Sowing date (SD) modifies the environmental conditions during the kernel-filling period as well as during kernel dry down after physiological maturity (PM), particularly for late-sown maize (Zea mays L.) crops that currently cover 50 % of the maize area in Argentina. The main goal of this work was to evaluate breeding effects on kernel filling and kernel desiccation traits in a set of five commercial maize hybrids released by a single breeding program between 1980 and 2016 when grown under contrasting environments in the temperate Central Pampas region. The evolution of kernel weight (KW) and kernel moisture (KM) were assessed. Maximum KW (KW_MAX), maximum kernel water content (KWC_MAX), kernel filling rate (KFR), kernel filling duration (KFD) and KM at silking+20 days (KM_R1+20) and PM (KM_PM) were computed together with husks number. Pre-PM kernel desiccation was described using an exponential decay model with k₁ as the proportionality drying coefficient. For the post-PM period, kernel desiccation was modelled assuming that the change in KM in a given period is proportional to the difference between the kernel and the equilibrium moisture contents, where k₂ was the corresponding proportionality drying coefficient.

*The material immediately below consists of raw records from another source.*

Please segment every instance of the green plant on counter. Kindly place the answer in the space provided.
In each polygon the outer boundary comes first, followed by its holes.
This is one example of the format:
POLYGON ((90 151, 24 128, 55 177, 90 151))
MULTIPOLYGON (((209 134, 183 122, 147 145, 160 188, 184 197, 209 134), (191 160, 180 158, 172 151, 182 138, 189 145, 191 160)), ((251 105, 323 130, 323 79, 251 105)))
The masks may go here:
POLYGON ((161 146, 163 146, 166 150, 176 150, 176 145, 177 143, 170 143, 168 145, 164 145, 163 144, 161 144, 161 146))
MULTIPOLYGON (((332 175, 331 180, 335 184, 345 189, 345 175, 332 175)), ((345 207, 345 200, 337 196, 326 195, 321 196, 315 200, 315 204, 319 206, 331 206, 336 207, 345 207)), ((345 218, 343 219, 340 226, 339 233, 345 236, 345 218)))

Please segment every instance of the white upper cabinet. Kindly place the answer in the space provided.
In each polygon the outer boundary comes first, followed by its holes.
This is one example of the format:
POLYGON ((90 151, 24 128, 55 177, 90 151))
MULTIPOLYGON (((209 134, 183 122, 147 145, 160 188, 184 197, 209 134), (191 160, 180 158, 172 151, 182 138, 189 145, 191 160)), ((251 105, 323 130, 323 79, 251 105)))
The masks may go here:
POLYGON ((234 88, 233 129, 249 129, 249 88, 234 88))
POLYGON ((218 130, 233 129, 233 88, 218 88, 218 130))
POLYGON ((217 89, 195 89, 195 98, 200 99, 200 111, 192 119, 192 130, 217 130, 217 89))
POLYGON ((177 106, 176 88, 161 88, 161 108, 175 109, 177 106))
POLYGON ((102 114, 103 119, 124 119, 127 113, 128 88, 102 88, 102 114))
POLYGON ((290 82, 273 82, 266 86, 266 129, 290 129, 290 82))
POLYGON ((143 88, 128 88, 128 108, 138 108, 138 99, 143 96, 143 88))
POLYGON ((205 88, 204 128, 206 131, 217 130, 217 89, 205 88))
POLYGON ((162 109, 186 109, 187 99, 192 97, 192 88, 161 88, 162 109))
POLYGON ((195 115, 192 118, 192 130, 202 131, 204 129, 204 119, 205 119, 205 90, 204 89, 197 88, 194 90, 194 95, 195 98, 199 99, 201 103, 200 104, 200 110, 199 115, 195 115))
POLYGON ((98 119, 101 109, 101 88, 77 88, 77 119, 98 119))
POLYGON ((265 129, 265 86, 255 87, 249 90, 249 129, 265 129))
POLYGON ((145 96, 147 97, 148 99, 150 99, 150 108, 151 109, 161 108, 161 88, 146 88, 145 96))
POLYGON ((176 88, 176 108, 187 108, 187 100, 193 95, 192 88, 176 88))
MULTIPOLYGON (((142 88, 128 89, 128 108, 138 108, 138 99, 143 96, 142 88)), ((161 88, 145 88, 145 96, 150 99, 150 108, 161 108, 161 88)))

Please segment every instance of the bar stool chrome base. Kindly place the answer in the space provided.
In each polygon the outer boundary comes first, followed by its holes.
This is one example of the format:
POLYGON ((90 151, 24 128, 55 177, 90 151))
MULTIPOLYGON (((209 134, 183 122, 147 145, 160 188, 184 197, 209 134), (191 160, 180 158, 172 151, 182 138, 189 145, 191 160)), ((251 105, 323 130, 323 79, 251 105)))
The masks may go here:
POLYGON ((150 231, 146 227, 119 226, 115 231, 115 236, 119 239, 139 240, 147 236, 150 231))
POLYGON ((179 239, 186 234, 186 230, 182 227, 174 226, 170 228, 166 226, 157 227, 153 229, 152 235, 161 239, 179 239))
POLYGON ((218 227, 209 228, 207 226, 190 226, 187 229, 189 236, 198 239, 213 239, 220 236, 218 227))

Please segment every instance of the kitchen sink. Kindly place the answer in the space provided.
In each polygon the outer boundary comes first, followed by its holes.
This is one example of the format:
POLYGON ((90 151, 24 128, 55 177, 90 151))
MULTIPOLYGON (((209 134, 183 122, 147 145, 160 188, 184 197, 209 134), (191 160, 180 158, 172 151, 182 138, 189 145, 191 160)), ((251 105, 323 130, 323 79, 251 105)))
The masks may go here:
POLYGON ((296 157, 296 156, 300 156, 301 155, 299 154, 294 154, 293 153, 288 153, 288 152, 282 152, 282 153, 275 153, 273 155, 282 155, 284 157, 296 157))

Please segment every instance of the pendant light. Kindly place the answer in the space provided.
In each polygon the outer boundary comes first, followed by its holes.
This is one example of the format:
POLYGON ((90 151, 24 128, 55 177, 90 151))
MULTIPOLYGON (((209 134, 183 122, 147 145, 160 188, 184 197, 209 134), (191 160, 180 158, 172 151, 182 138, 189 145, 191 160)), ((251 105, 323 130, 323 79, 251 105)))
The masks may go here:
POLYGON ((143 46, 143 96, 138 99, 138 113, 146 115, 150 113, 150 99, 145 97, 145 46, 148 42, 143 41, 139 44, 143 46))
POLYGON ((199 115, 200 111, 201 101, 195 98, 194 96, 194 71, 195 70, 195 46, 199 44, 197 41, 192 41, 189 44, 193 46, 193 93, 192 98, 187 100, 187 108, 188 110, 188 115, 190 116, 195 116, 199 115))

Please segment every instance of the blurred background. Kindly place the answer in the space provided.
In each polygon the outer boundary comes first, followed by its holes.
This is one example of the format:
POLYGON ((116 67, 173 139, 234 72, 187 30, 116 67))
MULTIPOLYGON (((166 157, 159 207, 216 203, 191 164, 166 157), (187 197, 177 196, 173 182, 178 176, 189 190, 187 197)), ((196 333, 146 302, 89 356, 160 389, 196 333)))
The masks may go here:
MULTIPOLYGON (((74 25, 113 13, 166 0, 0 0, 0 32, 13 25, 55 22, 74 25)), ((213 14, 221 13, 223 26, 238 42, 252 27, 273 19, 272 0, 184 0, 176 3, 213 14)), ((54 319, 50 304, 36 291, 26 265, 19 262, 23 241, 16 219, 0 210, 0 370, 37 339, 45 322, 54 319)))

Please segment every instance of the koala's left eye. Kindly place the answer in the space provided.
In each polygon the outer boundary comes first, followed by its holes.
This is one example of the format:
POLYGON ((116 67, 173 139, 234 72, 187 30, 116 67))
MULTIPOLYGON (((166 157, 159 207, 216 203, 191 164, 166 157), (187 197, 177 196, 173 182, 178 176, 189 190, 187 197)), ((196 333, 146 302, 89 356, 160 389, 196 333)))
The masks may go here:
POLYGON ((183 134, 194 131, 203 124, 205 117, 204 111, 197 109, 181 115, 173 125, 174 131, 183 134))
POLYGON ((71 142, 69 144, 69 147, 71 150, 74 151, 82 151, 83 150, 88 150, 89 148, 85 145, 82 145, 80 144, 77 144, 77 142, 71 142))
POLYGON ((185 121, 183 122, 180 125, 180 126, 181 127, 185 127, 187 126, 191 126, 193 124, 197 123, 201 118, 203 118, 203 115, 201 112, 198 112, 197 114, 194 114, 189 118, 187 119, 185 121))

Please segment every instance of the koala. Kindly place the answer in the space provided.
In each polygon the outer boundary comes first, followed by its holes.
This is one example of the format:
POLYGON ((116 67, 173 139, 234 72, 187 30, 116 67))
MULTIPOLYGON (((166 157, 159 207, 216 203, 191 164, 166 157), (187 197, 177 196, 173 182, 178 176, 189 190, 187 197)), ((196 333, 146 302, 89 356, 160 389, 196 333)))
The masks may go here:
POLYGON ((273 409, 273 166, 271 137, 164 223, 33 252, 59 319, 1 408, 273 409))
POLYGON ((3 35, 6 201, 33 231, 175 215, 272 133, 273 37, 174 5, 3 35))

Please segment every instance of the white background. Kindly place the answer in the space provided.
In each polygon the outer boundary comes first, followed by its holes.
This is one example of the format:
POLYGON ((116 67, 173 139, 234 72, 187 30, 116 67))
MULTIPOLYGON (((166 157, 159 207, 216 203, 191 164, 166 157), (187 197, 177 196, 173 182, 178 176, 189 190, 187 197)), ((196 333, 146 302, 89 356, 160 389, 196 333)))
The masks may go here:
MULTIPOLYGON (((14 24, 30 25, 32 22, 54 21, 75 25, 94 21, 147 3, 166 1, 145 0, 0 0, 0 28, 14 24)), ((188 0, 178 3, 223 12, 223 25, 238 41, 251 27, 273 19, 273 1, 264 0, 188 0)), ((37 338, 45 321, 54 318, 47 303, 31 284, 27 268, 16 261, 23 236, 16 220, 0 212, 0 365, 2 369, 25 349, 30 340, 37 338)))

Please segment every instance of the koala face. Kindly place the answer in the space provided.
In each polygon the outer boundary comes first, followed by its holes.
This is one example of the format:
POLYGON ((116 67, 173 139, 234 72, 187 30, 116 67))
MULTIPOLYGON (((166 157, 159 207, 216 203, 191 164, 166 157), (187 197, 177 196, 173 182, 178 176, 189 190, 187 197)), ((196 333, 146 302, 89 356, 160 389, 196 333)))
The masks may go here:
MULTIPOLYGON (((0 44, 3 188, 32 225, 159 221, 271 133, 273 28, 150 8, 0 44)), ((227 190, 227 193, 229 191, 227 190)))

For KW_MAX, a genetic progress of 0.26 % year ⁻¹ (p < 0.05) was estimated from 1993 to 2016. This trend was explained by the increase registered in KFD (0.32 % year⁻¹, p < 0.01), which was partially compensated by a reduction in KFR (−0.08 % year⁻¹, p < 0.05). No genetic progress was detected for husks number, KWC_MAX, KM_R1+20, KM_PM, k₁ and k₂, but introduction of dent germplasm produced an increase in KWC_MAX, KM_R1+20 and KM_PM and a decrease in k₂. KFR and KFD as well as kernel desiccation dynamics were strongly affected by SDs. Breeding effects that extended KFD, together with the broad adoption of late sowings, promote a reduction in k₂, which must be considered for the correct assessment of trade-offs between drying costs and kernel quality penalization by pests and diseases.

播种日期 (SD) 改变了籽粒灌浆期以及生理成熟 (PM) 籽粒干枯期间的环境条件，特别是对于目前覆盖 50%玉米的晚播玉米 ( Zea mays L.) 作物阿根廷地区。这项工作的主要目标是评估 1980 年至 2016 年间在温带中部潘帕斯地区的对比环境下生长时，由单一育种计划发布的一组五个商业玉米杂交种对籽粒灌浆和籽粒干燥性状的育种影响。评估了籽粒重量 (KW) 和籽粒水分 (KM) 的演变。最大 KW (KW _MAX )、最大仁含水量 (KWC _MAX))、籽粒灌浆率 (KFR)、籽粒灌浆持续时间 (KFD) 和吐丝 +20 天的 KM (KM _R1+20 ) 和 PM (KM _PM ) 与壳数一起计算。使用以k ₁作为比例干燥系数的指数衰减模型来描述 PM 前内核干燥。对于 PM 后时期，假设给定时期 KM 的变化与谷粒和平衡水分含量之间的差异成正比，其中k ₂是相应的比例干燥系数，则对谷粒干燥进行建模。对于 KW _MAX， 0.26 % 年^-1的遗传进展(p < 0.05) 是从 1993 年到 2016 年估计的。这一趋势的解释是 KFD 记录的增加（0.32 % 年^-1，p < 0.01），这部分被 KFR 的减少（-0.08 % 年^-1 , p < 0.05)。稻壳数、KWC _MAX、KM _R1+20、KM _PM、k ₁和k ₂未检测到遗传进展，但马齿种质的引入使KWC _MAX、KM _R1+20和KM _PM增加，k降低₂. KFR 和 KFD 以及内核干燥动力学受到 SD 的强烈影响。延长 KFD 的育种效应，以及广泛采用晚播，促进了k ₂的降低，必须考虑到正确评估干燥成本和病虫害对籽粒质量的影响之间的权衡。